Instructor notes.

**Slide 3**: it's important to note that ARM does not manufacture anything. They design processor architectures and other companies license those architectures and manufacture physical silicon based on those designs. ARM is basically an intellectual property company and **designs** computer processors.

**Slide 4**: The actual CPU used in a Raspberry Pi 3 is built by Broadcom, a company that licenses ARM designs. They manufacture the BCM2837 which uses the ARM cortex a-53 architecture and as you can see this particular processor has four cores, some additional peripherals, and runs at 1.2 gigahertz. It is particularly worth noting from a heterogeneous perspective that this particular part includes a floating point co-processor (VFP) and SIMD engine (NEON). In addition, almost all ARM general purpose processor designs employ some version of the Thumb, an alternate instruction encoding scheme designed to save code space and reduce power consumption. The second set of slides contains more information about NEON and Thumb.

**Slide 5**: ARM has 32-bit and 64-bit versions of their architecture, but we will discuss specifically the 32-bit version. There are 16 32-bit registers on ARM labeled R0 through R15. Three of those are reserved for special purposes as shown on the slide. The pipeline visible to the programmer is three stages, although the actual pipeline is typically much deeper and varies by architecture version. ARM uses a load/store model; all data has to be loaded into memory before it can be used using an explicit load operation, and likewise data is stored via a store operation. Predicated or conditional instructions are available, and the version used on the Raspberry Pi has a floating point unit called the VFP, and a SIMD unit called NEON.

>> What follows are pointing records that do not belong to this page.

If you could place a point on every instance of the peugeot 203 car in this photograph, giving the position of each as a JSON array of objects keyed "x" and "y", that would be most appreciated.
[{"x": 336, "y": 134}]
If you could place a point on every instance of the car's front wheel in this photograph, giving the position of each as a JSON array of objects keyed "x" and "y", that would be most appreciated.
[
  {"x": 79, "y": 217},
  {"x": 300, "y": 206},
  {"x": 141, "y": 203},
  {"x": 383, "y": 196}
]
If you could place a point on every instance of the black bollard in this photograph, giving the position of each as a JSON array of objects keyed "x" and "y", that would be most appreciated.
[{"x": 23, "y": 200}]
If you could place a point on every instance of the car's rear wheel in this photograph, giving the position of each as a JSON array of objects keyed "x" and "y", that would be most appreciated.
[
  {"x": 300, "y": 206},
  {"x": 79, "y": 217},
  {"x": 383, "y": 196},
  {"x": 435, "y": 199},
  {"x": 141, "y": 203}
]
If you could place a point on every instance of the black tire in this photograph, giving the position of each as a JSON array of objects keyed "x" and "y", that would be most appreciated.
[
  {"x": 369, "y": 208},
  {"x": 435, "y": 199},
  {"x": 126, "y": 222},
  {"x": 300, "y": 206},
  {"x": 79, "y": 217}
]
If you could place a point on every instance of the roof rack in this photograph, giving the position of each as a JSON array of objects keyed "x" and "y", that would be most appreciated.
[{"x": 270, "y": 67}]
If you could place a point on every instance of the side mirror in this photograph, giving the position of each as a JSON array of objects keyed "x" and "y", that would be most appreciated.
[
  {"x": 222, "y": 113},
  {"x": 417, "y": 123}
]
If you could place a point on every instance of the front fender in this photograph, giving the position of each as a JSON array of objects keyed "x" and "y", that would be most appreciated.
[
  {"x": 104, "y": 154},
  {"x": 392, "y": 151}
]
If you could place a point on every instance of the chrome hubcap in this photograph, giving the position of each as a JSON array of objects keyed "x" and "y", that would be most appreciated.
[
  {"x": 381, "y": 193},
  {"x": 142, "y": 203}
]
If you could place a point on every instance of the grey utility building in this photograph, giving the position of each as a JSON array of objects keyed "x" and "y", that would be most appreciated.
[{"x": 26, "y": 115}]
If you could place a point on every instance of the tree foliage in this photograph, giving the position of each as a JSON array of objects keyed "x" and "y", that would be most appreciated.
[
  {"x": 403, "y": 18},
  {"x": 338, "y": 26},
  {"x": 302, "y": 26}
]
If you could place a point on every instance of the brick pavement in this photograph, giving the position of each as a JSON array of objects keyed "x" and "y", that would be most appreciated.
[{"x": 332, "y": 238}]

**Slide 6**: Let’s look at the general format of an ARM instruction, specifically the arithmetic and logic operations. ARM assembly can be a little bit confusing as there are a few different versions. (For example, the KEIL? emulator.) We will be using the syntax used by the GNU toolchain as you would use on a Raspberry Pi. <Dest> register is the destination of the computation. The second two parameters are the source operands. The destination must always be a register. Operand one is always a register. Operand two can be a register an immediate value with certain restrictions or a shifted value.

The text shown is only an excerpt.